When she was the sole survivor of a mass murder, Lydia and her father move away. When Joey commits suicide, Lydia is left behind wondering what had happened to him and why did he have a photo of her when she was 10 and with the murdered girl. As she works to find out more about him, she starts to uncover secrets from her own past.
Of course my main interest for reading this was the mention of a bookstore. Although we start off within Bright Ideas Bookstore, the book takes us to multiple other places in Denver.
I enjoyed the multiple mysteries within the book. I wanted to know about the murder in Lydias childhood. Who Joey was and why did he kill himself in Bright Ideas? Why does Lydia no longer speak to her father? And Sullivan managed to answer all of them by the end.
The book jumps from past to present, and sometimes changes to someone else’s narrative apart from Lydia. I really enjoyed the time jumps as we got to see all the key moments with all the details. But some of the moments got repetitive as they were then thought about or discussed later on. Although I really liked the book, there were some parts I could skip over because it wasn’t any new information.
There’s a lot of suspense in some parts.
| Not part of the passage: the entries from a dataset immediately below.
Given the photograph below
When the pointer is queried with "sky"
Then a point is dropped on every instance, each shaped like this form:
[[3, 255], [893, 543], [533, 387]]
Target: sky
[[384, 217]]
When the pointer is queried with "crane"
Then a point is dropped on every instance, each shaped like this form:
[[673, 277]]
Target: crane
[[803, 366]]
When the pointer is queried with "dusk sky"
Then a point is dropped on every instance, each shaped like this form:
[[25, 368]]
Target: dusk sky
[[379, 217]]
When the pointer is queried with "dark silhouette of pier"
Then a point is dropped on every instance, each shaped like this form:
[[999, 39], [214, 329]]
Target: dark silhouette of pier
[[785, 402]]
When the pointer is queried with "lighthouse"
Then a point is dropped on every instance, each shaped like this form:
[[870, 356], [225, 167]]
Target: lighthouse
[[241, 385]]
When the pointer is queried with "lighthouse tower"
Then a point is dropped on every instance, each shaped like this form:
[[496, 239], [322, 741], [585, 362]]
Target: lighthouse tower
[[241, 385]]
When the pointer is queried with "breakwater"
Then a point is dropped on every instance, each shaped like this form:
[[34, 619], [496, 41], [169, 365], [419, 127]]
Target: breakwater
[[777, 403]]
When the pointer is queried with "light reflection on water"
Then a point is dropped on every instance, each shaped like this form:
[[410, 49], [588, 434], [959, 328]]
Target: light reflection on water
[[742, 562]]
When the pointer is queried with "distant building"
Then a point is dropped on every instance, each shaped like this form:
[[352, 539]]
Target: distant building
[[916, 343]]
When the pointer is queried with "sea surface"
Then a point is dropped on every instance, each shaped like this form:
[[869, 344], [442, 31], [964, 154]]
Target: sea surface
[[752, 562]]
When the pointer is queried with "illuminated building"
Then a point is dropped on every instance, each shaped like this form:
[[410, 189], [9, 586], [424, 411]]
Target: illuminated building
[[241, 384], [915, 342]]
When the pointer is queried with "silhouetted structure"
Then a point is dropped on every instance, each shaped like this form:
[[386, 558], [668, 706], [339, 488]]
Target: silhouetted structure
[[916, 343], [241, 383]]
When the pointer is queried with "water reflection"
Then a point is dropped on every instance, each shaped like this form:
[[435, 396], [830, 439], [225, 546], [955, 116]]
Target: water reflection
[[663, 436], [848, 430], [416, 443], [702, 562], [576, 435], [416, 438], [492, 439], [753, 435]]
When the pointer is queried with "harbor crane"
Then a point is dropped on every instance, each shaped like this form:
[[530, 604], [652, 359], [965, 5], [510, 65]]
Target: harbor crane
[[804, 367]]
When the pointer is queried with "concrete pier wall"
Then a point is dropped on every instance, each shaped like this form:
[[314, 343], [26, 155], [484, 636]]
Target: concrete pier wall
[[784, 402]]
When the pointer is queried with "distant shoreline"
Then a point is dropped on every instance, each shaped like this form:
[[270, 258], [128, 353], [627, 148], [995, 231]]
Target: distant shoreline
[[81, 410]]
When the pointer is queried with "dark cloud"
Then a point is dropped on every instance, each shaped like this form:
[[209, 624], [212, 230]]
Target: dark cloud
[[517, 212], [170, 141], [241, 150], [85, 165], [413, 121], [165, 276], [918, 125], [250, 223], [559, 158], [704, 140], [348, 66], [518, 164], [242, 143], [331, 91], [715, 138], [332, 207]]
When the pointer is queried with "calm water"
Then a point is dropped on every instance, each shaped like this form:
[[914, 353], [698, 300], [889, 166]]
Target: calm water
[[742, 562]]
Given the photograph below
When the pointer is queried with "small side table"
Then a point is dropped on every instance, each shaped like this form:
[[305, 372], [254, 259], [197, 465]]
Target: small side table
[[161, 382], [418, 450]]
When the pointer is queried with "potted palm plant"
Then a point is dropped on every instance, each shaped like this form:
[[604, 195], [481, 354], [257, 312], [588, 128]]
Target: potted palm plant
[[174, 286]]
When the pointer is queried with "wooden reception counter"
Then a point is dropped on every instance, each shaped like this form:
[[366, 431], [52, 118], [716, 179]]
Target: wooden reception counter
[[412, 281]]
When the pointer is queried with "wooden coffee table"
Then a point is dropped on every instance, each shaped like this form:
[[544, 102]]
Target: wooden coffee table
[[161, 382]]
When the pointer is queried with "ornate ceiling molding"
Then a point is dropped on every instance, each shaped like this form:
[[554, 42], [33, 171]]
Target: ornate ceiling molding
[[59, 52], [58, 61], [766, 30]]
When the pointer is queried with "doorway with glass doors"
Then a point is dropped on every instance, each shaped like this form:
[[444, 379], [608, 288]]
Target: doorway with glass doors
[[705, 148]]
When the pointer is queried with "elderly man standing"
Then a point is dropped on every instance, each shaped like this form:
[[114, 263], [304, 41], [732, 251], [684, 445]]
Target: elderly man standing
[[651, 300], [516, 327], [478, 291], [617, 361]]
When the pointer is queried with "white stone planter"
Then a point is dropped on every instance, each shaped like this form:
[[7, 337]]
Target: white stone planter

Sullivan wonderfully wove the darker and grittier mysteries together as we neared the end. It is a slow start though, so if you do read it, remember to keep going because more questions are raised as you go on. Although, I found the ending to be really abrupt. The drama really ramped up nearing the end and then it just stopped. I wish we could have read about the aftermath a bit more.
I received Midnight at the Bright Ideas Bookstore* by Matthew Sullivan as an e-book from the publisher via Netgalley. This is an unbiased and honest review.